The Blackbirder is a 1943 novel by Dorothy B. Hughes.

It is classic noir, with a moody, war-time Santa Fe setting. At the center of The Blackbirder is Julie Guille, a woman born of American expatriate parents. She is a pretty, sheltered rich girl growing up in pre-War Paris. Everything changes when the Nazis appear, and Julie is forced to flee. After three years of life underground, Julie escapes to New York. She fears the Nazis have traced her from Europe when the corpse of an acquaintance appears on her doorstep. With a host of possible dangers on her tail—the Gestapo, the FBI and the New York cops—she embarks on a desperate journey to Santa Fe in search of her last, best hope, “The Blackbirder"; a legend among refugees, a trafficker who flies under the radar to bring people to safety across the Mexican border.

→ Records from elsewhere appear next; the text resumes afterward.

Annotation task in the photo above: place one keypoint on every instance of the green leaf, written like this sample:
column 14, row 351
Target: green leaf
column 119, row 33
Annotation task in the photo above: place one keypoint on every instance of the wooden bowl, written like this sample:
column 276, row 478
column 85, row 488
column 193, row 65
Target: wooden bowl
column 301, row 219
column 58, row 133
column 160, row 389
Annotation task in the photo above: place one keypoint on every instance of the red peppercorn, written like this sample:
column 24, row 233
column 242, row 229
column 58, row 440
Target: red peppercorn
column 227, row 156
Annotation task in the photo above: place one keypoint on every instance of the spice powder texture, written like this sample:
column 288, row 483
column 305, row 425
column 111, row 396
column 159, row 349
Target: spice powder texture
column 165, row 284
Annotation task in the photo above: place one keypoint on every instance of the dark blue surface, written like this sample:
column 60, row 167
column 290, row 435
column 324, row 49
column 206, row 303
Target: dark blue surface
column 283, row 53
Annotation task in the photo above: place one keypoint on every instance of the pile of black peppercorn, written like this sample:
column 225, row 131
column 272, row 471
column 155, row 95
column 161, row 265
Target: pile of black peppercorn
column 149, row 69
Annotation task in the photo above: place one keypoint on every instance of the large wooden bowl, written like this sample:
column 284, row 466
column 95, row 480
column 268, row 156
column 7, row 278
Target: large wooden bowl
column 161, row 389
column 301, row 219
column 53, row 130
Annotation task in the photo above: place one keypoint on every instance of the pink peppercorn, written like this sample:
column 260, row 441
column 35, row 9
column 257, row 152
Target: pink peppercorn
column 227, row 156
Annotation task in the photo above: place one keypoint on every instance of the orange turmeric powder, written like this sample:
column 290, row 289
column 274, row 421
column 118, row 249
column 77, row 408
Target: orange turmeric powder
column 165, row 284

With no resources at her disposal but a smuggled diamond necklace and her own razor-sharp wits, Julie must navigate a tangle of dangers—and take a stand in the worldwide struggle that has shattered the lives of millions. In contrast to the typical representations of wartime women as “Mrs. Minivers” guarding home and hearth, Dorothy B. Hughes gives her intrepid heroine a place at the heart of the action who embodies a 1940s version of feminism that includes common sense and street smarts.